Ce que cela implique concrètement
Dans un monde où les petites entreprises peinent à se faire une place, AG-3D représente une lueur d’espoir. Mais cette lueur est ternie par le fait que l’activité d’Alexandre reste une niche. « L’idéal serait d’en vivre, mais ça reste compliqué », confie-t-il. La réalité économique est cruelle, et les rêves de conquête spatiale se heurtent à des murs bien plus terre-à-terre.
Lecture satirique
Alors que certains parlent de « révolution industrielle », Alexandre, lui, se contente de réparer des objets.
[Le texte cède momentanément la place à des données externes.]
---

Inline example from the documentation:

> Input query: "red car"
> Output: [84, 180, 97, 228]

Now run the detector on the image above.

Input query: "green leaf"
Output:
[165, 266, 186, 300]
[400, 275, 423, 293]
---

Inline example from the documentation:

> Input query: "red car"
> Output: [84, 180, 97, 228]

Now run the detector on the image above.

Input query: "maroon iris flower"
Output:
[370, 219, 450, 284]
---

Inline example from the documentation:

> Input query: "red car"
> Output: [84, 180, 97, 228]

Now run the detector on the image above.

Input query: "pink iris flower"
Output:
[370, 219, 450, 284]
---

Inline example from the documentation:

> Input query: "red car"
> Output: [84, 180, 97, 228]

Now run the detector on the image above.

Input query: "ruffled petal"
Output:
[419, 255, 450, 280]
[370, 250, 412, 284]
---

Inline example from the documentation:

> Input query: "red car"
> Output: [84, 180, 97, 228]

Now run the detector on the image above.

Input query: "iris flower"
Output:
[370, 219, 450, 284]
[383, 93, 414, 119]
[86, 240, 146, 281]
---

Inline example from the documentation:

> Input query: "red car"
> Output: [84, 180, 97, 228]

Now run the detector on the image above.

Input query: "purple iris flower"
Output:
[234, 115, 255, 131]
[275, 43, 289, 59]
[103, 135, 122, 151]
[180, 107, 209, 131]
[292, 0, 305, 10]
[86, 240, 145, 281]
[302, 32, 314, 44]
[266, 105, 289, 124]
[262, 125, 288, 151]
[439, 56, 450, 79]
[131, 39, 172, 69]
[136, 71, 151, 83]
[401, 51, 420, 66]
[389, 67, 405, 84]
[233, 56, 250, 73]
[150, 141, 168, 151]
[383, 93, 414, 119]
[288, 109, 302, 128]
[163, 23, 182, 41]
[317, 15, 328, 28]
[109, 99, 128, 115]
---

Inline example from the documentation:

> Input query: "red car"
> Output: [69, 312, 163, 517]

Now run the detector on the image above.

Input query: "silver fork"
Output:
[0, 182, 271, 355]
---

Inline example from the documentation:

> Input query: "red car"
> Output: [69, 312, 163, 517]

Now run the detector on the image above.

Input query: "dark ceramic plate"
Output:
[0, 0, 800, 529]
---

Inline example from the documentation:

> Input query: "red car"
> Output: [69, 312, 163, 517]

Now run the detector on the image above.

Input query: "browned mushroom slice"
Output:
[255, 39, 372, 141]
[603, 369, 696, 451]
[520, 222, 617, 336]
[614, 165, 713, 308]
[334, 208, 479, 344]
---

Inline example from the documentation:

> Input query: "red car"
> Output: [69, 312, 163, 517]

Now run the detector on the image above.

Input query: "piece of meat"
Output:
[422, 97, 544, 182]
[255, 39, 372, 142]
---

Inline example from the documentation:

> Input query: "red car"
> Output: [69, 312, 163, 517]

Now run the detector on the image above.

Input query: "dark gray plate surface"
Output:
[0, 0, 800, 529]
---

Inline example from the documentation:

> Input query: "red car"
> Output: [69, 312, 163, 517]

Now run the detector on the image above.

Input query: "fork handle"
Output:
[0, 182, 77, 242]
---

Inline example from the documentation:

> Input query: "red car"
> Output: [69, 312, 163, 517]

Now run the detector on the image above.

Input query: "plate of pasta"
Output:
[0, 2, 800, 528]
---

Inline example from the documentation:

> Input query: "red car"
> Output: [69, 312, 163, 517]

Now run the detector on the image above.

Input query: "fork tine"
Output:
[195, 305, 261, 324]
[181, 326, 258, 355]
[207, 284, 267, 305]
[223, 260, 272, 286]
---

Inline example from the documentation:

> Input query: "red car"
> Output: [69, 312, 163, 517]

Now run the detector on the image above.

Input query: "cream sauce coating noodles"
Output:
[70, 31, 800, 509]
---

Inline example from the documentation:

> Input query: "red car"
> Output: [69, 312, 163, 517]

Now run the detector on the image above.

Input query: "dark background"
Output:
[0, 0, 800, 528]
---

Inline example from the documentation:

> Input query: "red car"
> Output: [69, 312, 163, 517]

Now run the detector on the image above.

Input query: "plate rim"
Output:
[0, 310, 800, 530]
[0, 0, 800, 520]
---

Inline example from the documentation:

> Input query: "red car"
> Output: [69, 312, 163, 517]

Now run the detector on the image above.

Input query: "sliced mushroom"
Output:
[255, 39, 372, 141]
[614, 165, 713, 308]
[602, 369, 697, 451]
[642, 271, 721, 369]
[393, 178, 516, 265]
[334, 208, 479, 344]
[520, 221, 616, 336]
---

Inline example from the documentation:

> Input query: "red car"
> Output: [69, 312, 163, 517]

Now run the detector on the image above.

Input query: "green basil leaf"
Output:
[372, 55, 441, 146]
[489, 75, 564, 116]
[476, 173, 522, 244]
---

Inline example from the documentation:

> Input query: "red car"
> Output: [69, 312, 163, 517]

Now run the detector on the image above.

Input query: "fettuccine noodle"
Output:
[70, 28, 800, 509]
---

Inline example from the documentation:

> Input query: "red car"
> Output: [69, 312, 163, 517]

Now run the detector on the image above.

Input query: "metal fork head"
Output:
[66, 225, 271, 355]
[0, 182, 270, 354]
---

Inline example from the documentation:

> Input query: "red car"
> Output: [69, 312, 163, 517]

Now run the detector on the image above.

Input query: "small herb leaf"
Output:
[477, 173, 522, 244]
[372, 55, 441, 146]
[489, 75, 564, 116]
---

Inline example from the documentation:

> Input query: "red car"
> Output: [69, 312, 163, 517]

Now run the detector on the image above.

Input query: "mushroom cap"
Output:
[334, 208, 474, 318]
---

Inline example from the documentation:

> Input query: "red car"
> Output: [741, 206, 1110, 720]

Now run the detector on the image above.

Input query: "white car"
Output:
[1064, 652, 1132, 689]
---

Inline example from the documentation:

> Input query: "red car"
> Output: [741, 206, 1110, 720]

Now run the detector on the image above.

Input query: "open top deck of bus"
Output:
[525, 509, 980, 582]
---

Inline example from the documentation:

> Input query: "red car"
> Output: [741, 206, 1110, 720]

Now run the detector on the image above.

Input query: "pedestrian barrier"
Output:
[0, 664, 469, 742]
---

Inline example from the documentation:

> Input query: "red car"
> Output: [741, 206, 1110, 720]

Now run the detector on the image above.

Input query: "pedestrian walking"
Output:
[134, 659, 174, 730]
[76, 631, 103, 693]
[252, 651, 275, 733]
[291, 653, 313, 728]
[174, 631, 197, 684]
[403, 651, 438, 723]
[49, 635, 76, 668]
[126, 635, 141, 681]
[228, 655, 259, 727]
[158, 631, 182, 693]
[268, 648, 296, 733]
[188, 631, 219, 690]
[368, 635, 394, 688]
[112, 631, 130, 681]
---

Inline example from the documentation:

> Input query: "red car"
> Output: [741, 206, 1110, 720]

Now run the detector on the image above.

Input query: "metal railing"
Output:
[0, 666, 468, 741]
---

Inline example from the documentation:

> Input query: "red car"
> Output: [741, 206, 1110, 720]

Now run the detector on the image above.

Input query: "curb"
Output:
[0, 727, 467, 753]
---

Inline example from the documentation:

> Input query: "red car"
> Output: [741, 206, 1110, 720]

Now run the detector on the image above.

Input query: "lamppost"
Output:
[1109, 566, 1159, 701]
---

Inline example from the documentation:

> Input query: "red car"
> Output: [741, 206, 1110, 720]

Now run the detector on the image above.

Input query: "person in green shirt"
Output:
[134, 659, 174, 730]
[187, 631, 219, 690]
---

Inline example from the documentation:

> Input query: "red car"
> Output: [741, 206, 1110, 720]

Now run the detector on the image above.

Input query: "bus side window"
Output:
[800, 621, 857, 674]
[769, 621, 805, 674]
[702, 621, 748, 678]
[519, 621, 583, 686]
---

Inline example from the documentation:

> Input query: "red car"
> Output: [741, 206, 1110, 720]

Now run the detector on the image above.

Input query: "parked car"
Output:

La promesse d’un avenir radieux à portée de main se transforme en une lutte quotidienne pour la survie. Qui aurait cru que la véritable aventure serait de faire vivre une petite entreprise dans un monde qui préfère le jetable au durable ?
Effet miroir international
À l’échelle mondiale, cette situation fait écho aux dérives autoritaires et aux politiques ultraconservatrices. Pendant que certains rêvent de conquêtes spatiales, d’autres se battent pour des droits fondamentaux. La fusée de Tintin, loin d’être un simple jouet, devient le symbole d’une lutte plus vaste contre l’absurdité du monde moderne.
À quoi s’attendre
Si la tendance actuelle se poursuit, nous pourrions voir de plus en plus de petites entreprises comme AG-3D émerger. Mais sans un soutien réel, ces initiatives risquent de rester des rêves inachevés, coincés entre la réalité économique et les promesses politiques vides.